La loi en préparation par Myriam El Khomri contiendrait une mesure qui peut soulever quelques questions. Dans les entreprises disposant de syndicats représentatifs, pour qu’un accord soit valide il faudrait un fait majoritaire. Cette mesure existe déjà par ailleurs pour certains accords collectifs (par exemple le regroupement des instances dans les entreprises de plus de 300 salariés qui nécessite un accord majoritaire). La nouveauté est que ce fait majoritaire ne soit pas réservé aux syndicats. Si les syndicats majoritaires n’approuvent pas l’accord, des syndicats minoritaires pourraient s’appuyer sur un référendum majoritaire des salariés.

Majorité « conditionnelle »

Cela reviendrait à créer une majorité « conditionnelle ». Rappelons que la loi de 2008 avait pour objectif de légitimer les acteurs du dialogue social, la représentativité syndicale se mesurant lors de chaque élection.
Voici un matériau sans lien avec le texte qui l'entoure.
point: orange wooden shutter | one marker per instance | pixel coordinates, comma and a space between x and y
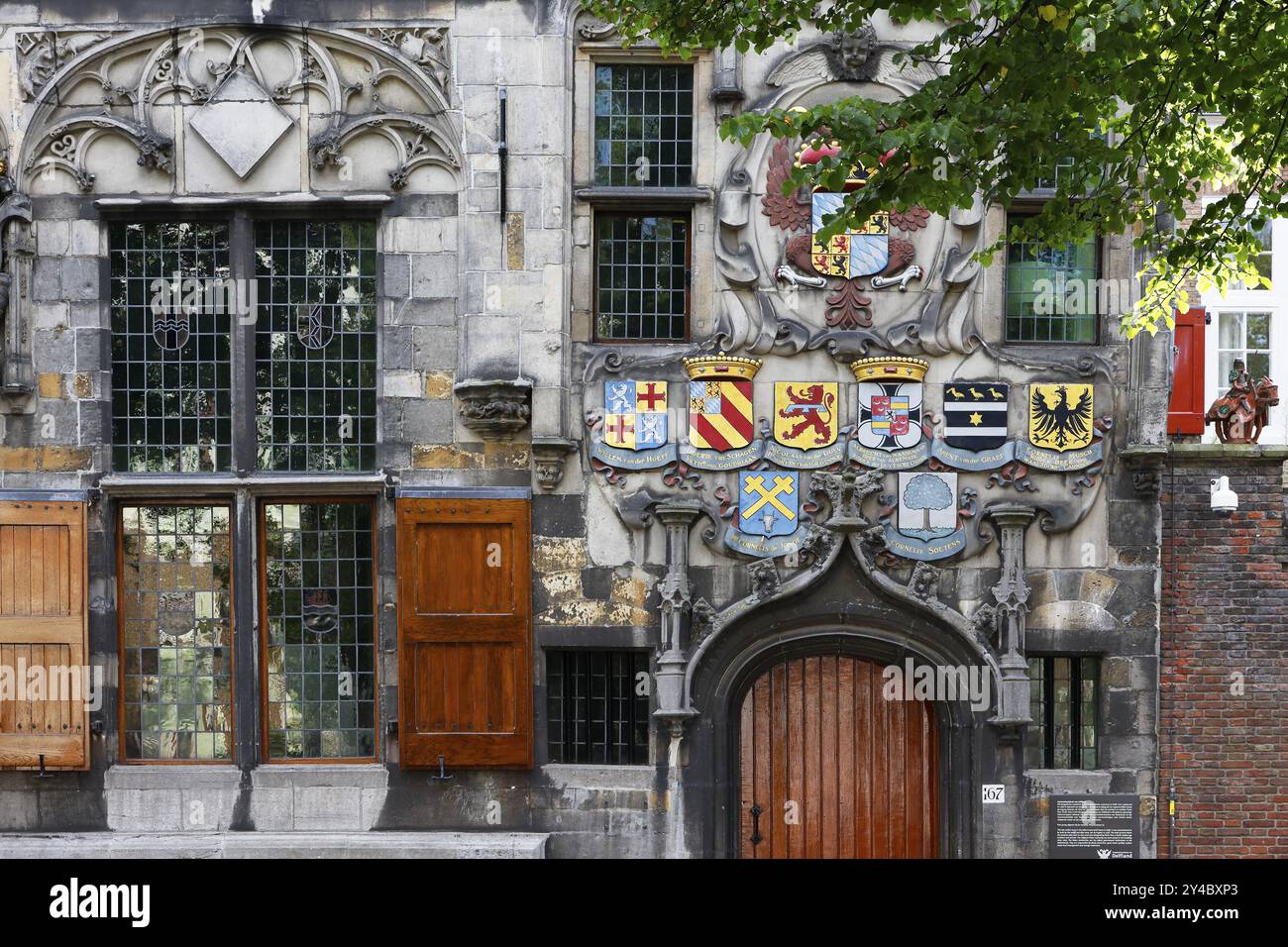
464, 598
43, 625
1186, 408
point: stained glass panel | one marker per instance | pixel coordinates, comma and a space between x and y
175, 622
316, 346
320, 608
171, 316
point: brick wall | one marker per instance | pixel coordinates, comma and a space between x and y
1225, 656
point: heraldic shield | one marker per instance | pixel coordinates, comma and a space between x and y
805, 414
635, 414
1061, 416
890, 399
768, 502
975, 415
851, 253
314, 325
720, 402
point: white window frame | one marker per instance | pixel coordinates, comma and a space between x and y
1273, 300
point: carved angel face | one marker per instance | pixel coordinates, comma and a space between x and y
853, 51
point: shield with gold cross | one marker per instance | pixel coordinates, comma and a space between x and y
635, 414
768, 502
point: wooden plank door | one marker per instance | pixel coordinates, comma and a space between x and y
831, 770
1188, 406
465, 656
43, 635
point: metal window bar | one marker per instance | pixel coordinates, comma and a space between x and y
593, 714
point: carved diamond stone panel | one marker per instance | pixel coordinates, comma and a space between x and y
240, 123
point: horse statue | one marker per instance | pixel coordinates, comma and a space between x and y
1243, 412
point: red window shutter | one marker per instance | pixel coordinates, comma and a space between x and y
43, 625
465, 655
1186, 408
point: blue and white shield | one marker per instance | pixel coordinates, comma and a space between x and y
768, 502
853, 253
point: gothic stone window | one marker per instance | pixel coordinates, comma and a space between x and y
643, 142
1051, 294
175, 309
171, 359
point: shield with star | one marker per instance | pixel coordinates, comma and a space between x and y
975, 414
768, 502
853, 253
635, 414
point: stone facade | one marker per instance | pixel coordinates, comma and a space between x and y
489, 376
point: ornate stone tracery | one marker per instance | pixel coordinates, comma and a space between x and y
389, 82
Lors du premier tour, les salariés déterminent, démocratiquement la proportionnalité de chaque syndicat dans le dialogue social.

Cette mesure reviendrait à remettre en cause cette proportionnalité ou à la subordonner à l’accord des salariés pour chaque projet de l’employeur.

Vision simpliste du dialogue social

C’est aussi une vision simpliste du dialogue social. Le dialogue social (d’après l’OIT) regroupe notamment l’information, la consultation et la négociation. Quand le dialogue social se résume à la réponse positive ou négative à une question, où se situe l’information et la consultation , Cela ne va-t-il pas à rebours des dernières avancées dans ce domaine ? L’accès à la base de données unique de l’entreprise par les représentants du personnel, les trois consultations récurrentes de la loi Rebsamen (stratégie, finance et politique sociale) qui pouvaient préparer les trois négociations obligatoires sur le même thème.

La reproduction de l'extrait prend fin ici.